Speaking of which – for our last meal in Japan, I thought it would only be appropriate to go out for sushi. We ended up at Dai San Harumi, a tiny, friendly little place in Shinbashi. Some of the highlights –
An excellent final meal that made me kind of sad as a reminder of exactly what I’d be missing.
After lunch, we stopped by Akemi’s old workplace, the Pierre Marcolini Cafe, so that she could say goodbye to her old friends and co-workers – oh, and grab a dessert while we were there.
I had a marron (chestnut) parfait while Akemi had this terrific new addition to the menu –
Afterwards, we made one final trip to the Mitsukoshi department store and picked up some Christmas gifts, then walked back along one of Ginza’s main streets that is always closed to traffic on weekends. On the way, we were stopped by a camera crew and asked to identify a couple of mysterious dollar store items. We failed miserably as both of my guesses, cucumber zester and dog hammock proved incorrect.

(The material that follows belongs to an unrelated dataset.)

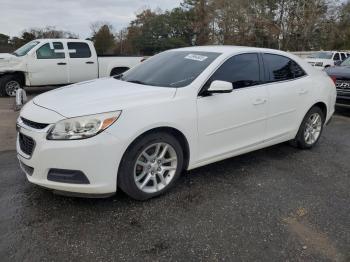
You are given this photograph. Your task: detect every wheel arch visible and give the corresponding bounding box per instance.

The return trip was uneventful. And this is what greeted us upon our return:
It’s funny but, by the end of our time in Tokyo, Akemi told me that she was actually happy to be leaving and returning to Vancouver. Surprisingly, there was little wistfulness at our departure, just happy memories of our trip, the hope to return for an equally short visit some time next year, and an overwhelming desire to see Bubba again.